過去200年にわたる人類の進歩は産業化によるものだが、そこには負の側面も付きまとった。欲に駆られた企業と統治者は利益を最大化しようと経費を絞り、その結果、大規模な貧困や失業がたびたび引き起こされてきた。鉱山・工場労働者が容赦なく搾取されていた時代がある。産業化の勃興が奴隷的な労働や天然資源の争奪に拍車をかけ、これが幾度もの大戦や過酷な植民地支配につながった。
このような圧倒的な弊害は特異な現象ではないが、かといって起こるべくして起こったものでもない。

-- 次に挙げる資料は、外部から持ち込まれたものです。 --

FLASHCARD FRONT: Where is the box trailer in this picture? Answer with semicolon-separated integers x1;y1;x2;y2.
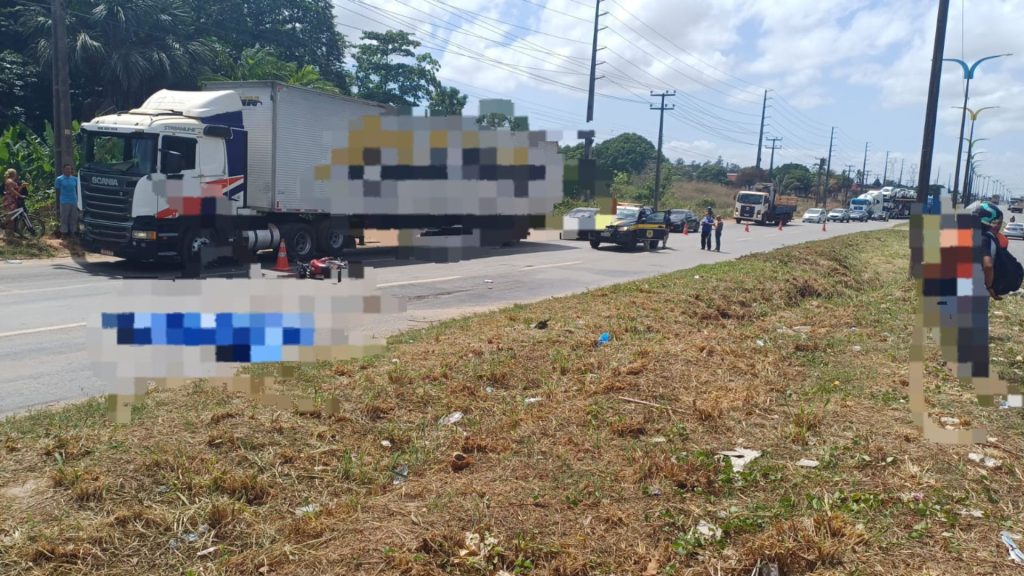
77;81;563;267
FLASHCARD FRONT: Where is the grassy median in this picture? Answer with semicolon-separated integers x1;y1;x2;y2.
2;229;1024;575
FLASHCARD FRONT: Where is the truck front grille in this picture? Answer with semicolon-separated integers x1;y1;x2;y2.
81;178;136;244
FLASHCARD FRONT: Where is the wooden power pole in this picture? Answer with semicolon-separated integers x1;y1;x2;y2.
51;0;74;206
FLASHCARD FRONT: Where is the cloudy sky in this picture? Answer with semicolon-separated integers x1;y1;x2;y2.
336;0;1024;196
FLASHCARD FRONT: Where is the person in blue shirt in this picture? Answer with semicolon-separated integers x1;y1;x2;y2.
700;208;715;250
55;163;79;240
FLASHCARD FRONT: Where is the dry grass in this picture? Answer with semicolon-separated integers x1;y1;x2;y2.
1;229;1023;575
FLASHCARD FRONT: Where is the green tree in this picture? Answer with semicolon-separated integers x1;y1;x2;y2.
428;84;467;116
186;0;350;91
19;0;219;113
592;133;656;176
207;46;339;93
559;143;585;162
476;112;528;131
772;163;813;197
735;166;766;188
352;30;440;108
695;160;728;185
0;51;46;128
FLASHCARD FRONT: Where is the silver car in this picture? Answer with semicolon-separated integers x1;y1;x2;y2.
1004;223;1024;240
802;208;826;223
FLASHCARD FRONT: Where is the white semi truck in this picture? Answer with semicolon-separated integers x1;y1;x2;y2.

その証拠に、問題の多くは市場メカニズムや労使関係の改革、国家規制、新たな(そして多くの場合は民主的な)制度を通じて是正されてきた。そうはいっても、まだ数々の問題が手つかずとなっている。産業化に伴う地球規模のリスクの中でも、とくに差し迫った脅威となっているのが気候変動だ。経済発展が人類の存続を危うくした典型例といえよう。